Update web scraping tool now
A security researcher has discovered a vulnerability in web scraping tool Scrapy that takes advantage of the telnet service to access the local network and localhost.
Clamp-audio Salazar, CEO of Alertot, says the issue affects Scrapy <1.5.2, introduced in January this year.
It includes a telnet service, enabled by default, that is designed to make debugging easier.
As such, telnet services aren’t restricted to a set of functions; instead, the telnet console provides a python shell in the context of the spider.
This, says Salazar, “makes it powerful for debugging and interesting if someone gets access to it”.
Because the console is available without any authentication, it’s open to any local user. And if there’s a spider running, it’s possible to define a reverse shell to gain access to the machine.
More worryingly, though, the vulnerability can also be exploited remotely, thanks to the allowed_domains that the spider is allowed to crawl.
“An interesting behavior happens when there’s a request to a page in an allowed domain but redirects to a not allowed domain, since it won’t be filtered and will be processed by the spider,” Salazar explains in a blog post.
“Abusing [the] allowed_domains behavior, the malicious actor could [make it so] that the spider sends requests to domains of its interest."
Salazar has dubbed the potential attack ‘Spider Side Request Forgery’ – Server Side Request Forgery.

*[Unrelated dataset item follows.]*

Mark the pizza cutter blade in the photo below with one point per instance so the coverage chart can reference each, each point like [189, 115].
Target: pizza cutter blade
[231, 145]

“It’s quite significant, because Scrapy spiders are client-side software and they are supposed to extract data from websites, but not the other way around. This raises new concerns about running this type of software and how to do it safely,” he tells The Daily Swig.
“There are web scraping projects in other programming languages, and they could have similar issues that compromise the user running the software. That’s part of our research this year ¬– this is just the beginning.”
Salazar advises updating to Scrapy 1.5.2 or higher, and disabling the telnet service unless it’s truly necessary.
“As a recommendation, you should run spiders in containers to avoid being affected by a malicious website,” he adds.
Mitigating risk
Ed Williams, director EMEA for SpiderLabs at Trustwave says he’s unsurprised by the news.
“The advice is always to reduce the attack surface and ensure that you’re running the latest, stable release of software,” he told The Daily Swig.
“What is worrying is that we’re still seeing Telnet being used – as a community we should be in a position where any mention of ‘dear old Telnet’ is instantly understood as bad practice and removed.
“Sadly, I don’t believe we are there yet, and we continue to see security issues abound with its use.”
Jarno Niemela, principal researcher at F-Secure Labs, offered some advice on how to protect against web spider vulnerabilities.
He told The Daily Swig: “Being able to take over a web spider component is quite significant, especially as many companies have basically no internal security in their server backend.
“What needs to be done is the same that should always be done when working with a component that handles external content. Isolate both inside and outside the box.
“Any component that processes internal code should run in a security container. For example, a well configured Docker container or SE-linux hardened VM.
“Also the server or VM that does input fetching and processing should be very restricted on what connections it can do and where it can connect to.”